To: Friends on several mail lists


While searching for something constructive which would add to the intense 
discussion of Welfare, Workfare, Work for the Dole, etc., I happened on this 
four year old post to the first mail list I joined in January 1995.  The list 
was focused on the economic problems of former members of the U.S.S.R., and I 
was soon invited to take my posts to some other list.  In this larger 
conceptual framework, which reaches to the stability of the global economy, 
the whole submerged iceberg is brought into clear view along with the 
welfare/workfare issue which is the visible tip of the iceberg.

Cheers,

WesBurt

>>>>>>>>>>>>>>>>> Begin three year old post <<<<<<<<<<<<<<<<<<<<<<
January 31, 1995
Subject:  #173,  Requirements For An Efficient Market
To:  [EMAIL PROTECTED]

    A few will find the subject of this letter somewhere between unnecessary 
and anathema.  The many who are educated, managed, and governed by the few 
will remain oblivious of the subject.  But if two or three of us can agree on 
a valid data set and on a valid conceptual model to explain the data, we 
might be able, God willing, to answer the question:  Why are the United 
Kingdom, the United States, and the Russian Federation losing ground to 
Germany, Japan, Switzerland, and the Scandinavian countries?
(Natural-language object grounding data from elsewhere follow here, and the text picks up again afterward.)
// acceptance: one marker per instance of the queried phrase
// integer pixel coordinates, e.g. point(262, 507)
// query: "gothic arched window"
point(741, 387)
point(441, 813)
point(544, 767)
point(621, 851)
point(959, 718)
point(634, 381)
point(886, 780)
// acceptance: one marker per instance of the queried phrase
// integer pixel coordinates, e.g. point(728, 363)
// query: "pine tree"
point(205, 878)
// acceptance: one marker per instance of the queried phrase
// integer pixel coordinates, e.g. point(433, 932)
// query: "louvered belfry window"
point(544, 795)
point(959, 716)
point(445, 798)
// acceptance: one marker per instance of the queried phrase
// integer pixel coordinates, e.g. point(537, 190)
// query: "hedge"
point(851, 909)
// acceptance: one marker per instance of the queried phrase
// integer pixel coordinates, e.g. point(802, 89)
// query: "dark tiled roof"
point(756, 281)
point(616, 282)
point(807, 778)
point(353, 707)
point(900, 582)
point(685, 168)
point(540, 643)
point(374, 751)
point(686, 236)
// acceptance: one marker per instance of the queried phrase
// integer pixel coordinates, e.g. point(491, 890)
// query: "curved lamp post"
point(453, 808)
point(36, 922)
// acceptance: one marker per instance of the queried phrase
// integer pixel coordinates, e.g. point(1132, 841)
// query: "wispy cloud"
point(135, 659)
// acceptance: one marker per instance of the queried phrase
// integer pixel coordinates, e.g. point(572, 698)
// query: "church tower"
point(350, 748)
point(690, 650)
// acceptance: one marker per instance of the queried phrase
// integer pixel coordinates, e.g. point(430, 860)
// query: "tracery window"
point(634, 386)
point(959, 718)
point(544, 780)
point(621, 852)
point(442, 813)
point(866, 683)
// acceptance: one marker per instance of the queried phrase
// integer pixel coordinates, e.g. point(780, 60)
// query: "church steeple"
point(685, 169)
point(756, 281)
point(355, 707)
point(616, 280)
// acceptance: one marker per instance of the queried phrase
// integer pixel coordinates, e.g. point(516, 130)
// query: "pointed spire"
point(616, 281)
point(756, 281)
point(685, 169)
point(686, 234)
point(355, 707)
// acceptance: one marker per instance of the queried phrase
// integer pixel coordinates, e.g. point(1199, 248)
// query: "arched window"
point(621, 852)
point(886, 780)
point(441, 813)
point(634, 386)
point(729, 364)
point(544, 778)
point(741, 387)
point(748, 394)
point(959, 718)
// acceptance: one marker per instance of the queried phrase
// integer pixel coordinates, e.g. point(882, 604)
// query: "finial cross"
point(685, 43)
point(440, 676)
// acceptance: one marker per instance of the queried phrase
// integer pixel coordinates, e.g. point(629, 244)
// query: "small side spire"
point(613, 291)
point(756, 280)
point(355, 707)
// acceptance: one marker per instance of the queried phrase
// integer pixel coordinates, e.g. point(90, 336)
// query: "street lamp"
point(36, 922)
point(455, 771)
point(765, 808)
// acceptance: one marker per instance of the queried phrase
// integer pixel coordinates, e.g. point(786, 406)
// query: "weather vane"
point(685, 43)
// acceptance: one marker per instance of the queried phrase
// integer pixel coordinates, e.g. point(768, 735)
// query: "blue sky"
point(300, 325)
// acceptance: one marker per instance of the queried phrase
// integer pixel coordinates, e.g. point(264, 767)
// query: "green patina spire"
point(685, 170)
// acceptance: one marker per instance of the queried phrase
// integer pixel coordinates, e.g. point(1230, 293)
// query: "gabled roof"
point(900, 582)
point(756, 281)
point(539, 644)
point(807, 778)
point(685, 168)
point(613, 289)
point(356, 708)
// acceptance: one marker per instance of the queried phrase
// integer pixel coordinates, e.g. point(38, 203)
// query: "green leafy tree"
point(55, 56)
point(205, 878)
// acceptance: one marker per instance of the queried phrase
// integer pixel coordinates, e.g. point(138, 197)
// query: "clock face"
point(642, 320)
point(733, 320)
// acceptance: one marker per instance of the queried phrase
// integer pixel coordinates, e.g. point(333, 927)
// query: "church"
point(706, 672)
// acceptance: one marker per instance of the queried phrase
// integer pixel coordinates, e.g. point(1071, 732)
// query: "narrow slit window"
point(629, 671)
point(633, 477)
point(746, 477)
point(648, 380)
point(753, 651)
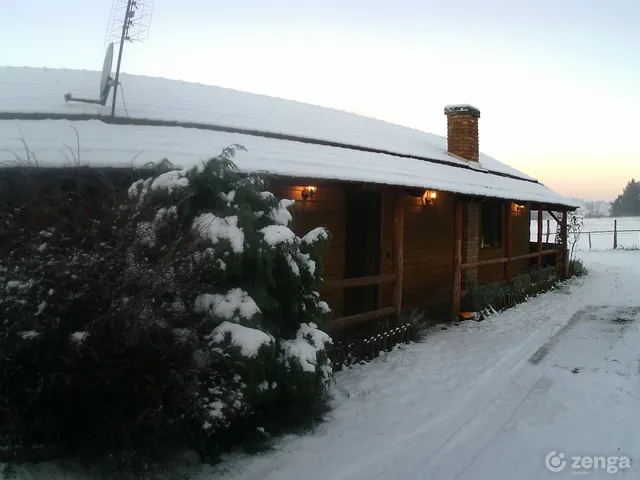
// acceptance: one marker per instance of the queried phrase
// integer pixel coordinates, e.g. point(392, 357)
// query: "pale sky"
point(557, 81)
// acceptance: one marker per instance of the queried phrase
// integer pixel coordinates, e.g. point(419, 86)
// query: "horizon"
point(557, 102)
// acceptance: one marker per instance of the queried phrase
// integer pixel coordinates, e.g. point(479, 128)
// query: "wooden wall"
point(428, 253)
point(519, 246)
point(325, 209)
point(428, 244)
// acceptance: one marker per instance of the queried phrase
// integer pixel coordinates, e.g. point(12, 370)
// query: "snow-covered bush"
point(184, 314)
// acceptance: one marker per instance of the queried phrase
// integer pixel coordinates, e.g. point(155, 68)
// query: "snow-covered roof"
point(34, 90)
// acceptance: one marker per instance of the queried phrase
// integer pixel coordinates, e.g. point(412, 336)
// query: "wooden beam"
point(360, 318)
point(457, 260)
point(528, 256)
point(508, 241)
point(496, 261)
point(565, 234)
point(398, 252)
point(483, 263)
point(558, 221)
point(363, 281)
point(539, 262)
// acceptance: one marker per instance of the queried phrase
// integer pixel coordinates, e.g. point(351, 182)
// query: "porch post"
point(539, 259)
point(398, 252)
point(457, 260)
point(565, 253)
point(508, 237)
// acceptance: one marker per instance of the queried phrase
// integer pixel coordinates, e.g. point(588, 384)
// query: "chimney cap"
point(462, 109)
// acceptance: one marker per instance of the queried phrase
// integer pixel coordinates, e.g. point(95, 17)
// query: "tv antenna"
point(105, 81)
point(129, 20)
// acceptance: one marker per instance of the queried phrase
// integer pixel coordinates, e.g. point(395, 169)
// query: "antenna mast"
point(135, 27)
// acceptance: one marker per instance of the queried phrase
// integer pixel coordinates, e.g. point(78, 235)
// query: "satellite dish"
point(105, 81)
point(106, 73)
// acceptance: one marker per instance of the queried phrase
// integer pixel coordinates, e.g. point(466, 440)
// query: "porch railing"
point(364, 316)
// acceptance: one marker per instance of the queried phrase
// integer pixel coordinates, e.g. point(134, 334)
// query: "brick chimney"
point(462, 131)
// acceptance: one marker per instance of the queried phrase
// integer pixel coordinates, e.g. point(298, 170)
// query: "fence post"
point(548, 229)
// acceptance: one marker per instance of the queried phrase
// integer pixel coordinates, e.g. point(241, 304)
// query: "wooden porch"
point(410, 256)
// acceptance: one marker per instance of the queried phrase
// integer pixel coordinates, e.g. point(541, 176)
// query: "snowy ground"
point(602, 232)
point(486, 400)
point(490, 399)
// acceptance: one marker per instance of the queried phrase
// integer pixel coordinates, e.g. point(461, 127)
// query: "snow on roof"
point(103, 144)
point(41, 90)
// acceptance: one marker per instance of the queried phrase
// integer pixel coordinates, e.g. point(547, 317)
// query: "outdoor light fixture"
point(517, 208)
point(429, 197)
point(308, 192)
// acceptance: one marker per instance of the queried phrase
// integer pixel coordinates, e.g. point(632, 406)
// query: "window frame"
point(497, 225)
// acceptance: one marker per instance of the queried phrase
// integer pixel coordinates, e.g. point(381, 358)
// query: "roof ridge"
point(257, 133)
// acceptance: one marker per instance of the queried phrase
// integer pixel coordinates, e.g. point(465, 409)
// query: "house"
point(416, 219)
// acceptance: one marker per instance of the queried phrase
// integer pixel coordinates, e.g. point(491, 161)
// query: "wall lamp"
point(308, 192)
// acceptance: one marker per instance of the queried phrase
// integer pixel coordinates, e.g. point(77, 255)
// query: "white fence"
point(597, 233)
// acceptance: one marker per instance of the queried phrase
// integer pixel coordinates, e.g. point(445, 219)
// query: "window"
point(491, 225)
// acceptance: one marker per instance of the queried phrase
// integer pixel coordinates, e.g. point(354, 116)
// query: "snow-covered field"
point(487, 400)
point(599, 241)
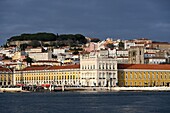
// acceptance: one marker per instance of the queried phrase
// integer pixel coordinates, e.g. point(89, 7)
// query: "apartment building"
point(57, 75)
point(143, 75)
point(6, 76)
point(97, 69)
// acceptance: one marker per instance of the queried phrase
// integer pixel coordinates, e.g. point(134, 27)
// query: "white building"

    This is not a new subject.  Charles Murray raised the question in 1984.   
Gunnar Myrdal raised the same question in CHALLENGE TO AFFLUENCE, 1963.  
Stuart Chase raised it in a series of six books on WHEN THE WAR ENDS, 1942, 
for The Twentieth Century Fund.  Richard T. Ely, founder of the American 
Economic Association in 1885, discussed the subject in his 1938 autobiography 
GROUND UNDER OUR FEET, and called our attention in appendix I to European 
(Catholic) teaching on the "family wage."  But then, Thomas Paine had 
anticipated all of them in his RIGHTS OF MAN, Part II, 1792, and in his 
AGRARIAN JUSTICE, 1797.   

Of course, Paine was trying to persuade the establishments of England and 
France to properly capitalize the cost of developing their most valuable 
assets, their people.   Prior to the 1890's, America's only defects were 
slavery and the tariff, according to THE LAW, 1850, by Frederic Bastiat.  
Today, however, when the national GNP/capita values tabulated below for the 
years 1949, 1961, and 1992 are divided by the Swiss GNP/capita to remove 
inflation, and plotted as % of Swiss for each year, the declining trends for 
the world's three greatest empires are so  gross, so obscene, that  they 
would not be obscured if the data were only half right.  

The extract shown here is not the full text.